NVlabs / PWC-Net

PWC-Net: CNNs for Optical Flow Using Pyramid, Warping, and Cost Volume, CVPR 2018 (Oral)
Other
1.63k stars 355 forks source link

Thanks for sharing and some little doubts #1

Closed RanhaoKang closed 6 years ago

RanhaoKang commented 6 years ago

Hi all,

Thanks for sharing your code! I've been trying to understand your work for a couple of weeks, and just read your released code. Could you please answer my doubts as following? I'm not familiar with Caffe so I didn't read your Caffe code yet. Sorry for if there were some details having been clearified in Caffe version.

  1. Why you divide groundtruth by 20. It seems that dividing GT level by level by its scaling factor is making more sense. Dividing by 20 makes the problem more like regression instead of geometry or principle, doesn't it?

  2. What's the difference between PWC-Net and PWC-Net_ROB?
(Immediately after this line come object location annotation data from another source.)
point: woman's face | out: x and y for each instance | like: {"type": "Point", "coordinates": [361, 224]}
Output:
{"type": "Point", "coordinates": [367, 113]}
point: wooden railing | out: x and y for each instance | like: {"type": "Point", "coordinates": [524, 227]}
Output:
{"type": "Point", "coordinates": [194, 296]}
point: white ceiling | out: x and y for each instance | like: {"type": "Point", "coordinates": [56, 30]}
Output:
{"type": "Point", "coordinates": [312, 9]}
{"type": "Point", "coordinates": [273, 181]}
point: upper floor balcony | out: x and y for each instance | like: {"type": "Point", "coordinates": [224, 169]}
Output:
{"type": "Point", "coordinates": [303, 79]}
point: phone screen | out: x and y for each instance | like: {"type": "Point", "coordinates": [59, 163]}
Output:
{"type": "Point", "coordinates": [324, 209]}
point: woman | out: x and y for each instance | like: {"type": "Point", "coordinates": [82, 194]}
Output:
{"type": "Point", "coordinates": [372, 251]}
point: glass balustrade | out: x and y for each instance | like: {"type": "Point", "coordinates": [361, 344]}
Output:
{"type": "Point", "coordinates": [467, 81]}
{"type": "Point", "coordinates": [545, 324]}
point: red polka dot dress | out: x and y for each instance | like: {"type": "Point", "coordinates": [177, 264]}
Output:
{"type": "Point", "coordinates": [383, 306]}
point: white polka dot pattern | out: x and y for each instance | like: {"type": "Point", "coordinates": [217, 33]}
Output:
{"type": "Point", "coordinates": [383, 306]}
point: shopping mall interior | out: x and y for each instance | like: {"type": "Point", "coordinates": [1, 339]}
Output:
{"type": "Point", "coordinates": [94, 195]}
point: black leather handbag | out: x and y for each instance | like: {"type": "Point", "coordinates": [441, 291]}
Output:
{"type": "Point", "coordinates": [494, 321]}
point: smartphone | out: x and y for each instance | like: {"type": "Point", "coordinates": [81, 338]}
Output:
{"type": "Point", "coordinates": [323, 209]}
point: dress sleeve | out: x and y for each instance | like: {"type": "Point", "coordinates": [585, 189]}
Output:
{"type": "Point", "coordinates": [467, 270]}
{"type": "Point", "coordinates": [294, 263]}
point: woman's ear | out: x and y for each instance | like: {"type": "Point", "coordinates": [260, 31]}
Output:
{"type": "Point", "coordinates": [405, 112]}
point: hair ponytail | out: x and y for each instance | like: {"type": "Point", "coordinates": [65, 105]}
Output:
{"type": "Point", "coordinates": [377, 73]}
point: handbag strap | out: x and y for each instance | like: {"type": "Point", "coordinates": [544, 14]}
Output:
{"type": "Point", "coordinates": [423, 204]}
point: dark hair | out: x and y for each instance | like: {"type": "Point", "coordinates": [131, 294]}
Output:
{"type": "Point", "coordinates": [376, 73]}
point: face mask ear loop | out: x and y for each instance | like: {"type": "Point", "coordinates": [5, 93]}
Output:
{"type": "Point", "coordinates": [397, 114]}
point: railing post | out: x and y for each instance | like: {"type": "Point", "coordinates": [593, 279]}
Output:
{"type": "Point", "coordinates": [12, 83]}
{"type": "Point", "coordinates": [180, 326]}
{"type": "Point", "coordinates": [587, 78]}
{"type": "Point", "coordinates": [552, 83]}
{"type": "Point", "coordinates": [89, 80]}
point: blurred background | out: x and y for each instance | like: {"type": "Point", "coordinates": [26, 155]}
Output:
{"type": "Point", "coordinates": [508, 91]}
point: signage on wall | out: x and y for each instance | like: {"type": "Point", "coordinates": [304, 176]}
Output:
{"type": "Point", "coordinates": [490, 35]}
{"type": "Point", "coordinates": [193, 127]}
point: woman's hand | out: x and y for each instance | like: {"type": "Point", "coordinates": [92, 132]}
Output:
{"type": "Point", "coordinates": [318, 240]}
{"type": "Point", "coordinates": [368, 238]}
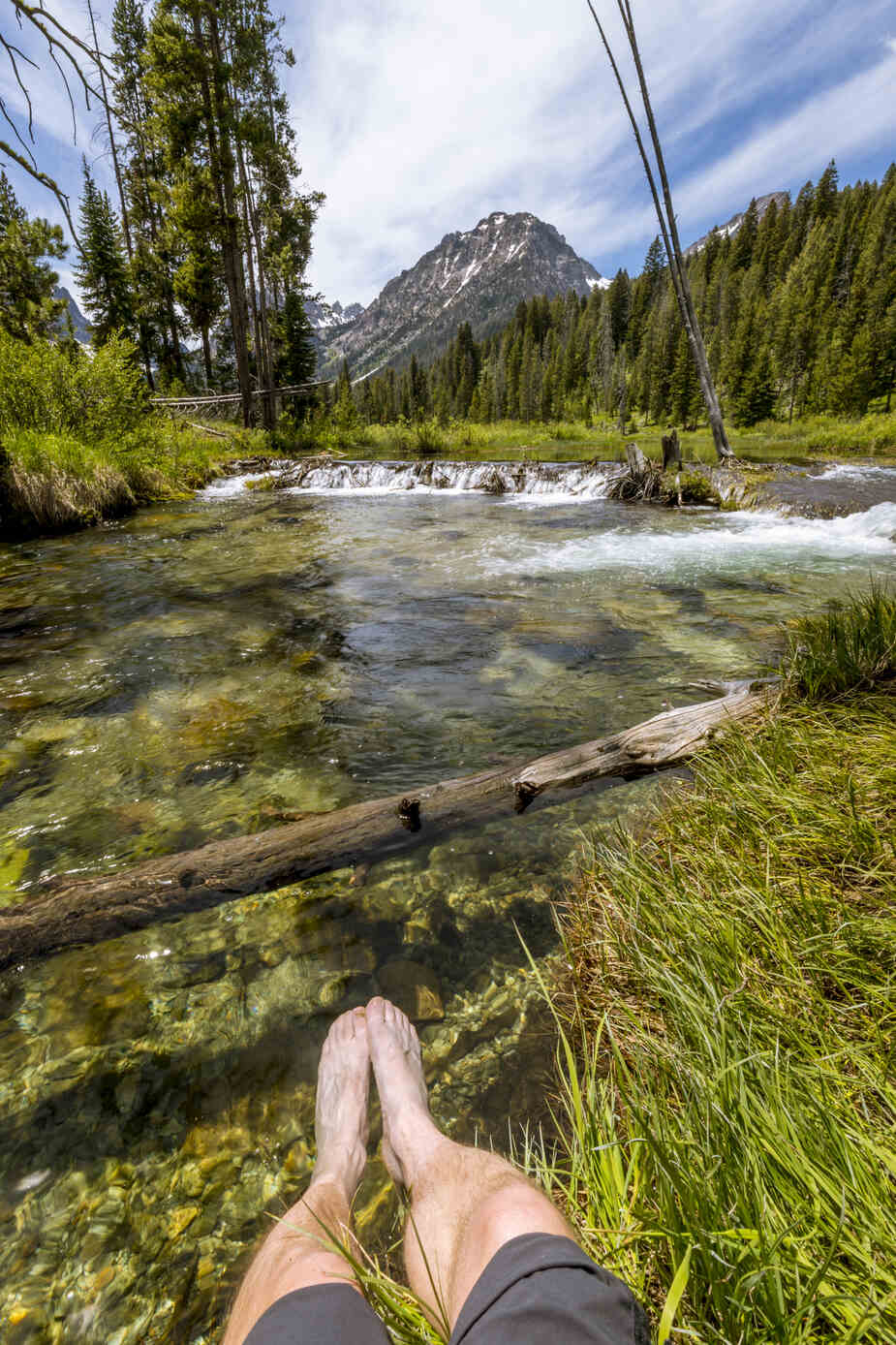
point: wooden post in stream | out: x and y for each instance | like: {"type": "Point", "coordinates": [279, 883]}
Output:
{"type": "Point", "coordinates": [103, 907]}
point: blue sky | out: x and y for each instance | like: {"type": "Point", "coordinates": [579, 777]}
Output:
{"type": "Point", "coordinates": [417, 120]}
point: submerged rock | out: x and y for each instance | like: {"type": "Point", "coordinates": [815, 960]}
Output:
{"type": "Point", "coordinates": [414, 987]}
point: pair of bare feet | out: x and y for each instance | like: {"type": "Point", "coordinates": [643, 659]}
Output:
{"type": "Point", "coordinates": [380, 1036]}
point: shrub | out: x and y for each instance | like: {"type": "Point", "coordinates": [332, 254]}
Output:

deqings commented 6 years ago

Hi RanhaoKang,

Thank you for your interest in our work.

1. Why you divide groundtruth by 20. We followed the practice of FlowNet to divide the GT as the supervision signal, so that we could re-use their learning rate schedules instead of searching for new ones. Note that the optical flow used for warping at each level has been re-scaled to match the spatial resolution of that particular pyramidal level.

2.What's the difference between PWC-Net and PWC-Net_ROB? There are two major differences. First, PWC-Net_ROB is the PWC-Net with a larger feature pyramid extractor (PWC-Net-feature-uparrow, second row in Table5(a) of Our CVPR 2018 paper below). Second, the model parameters have been fine-tuned using the Sintel, KITTI, and HD1K data.

Best regards, Deqing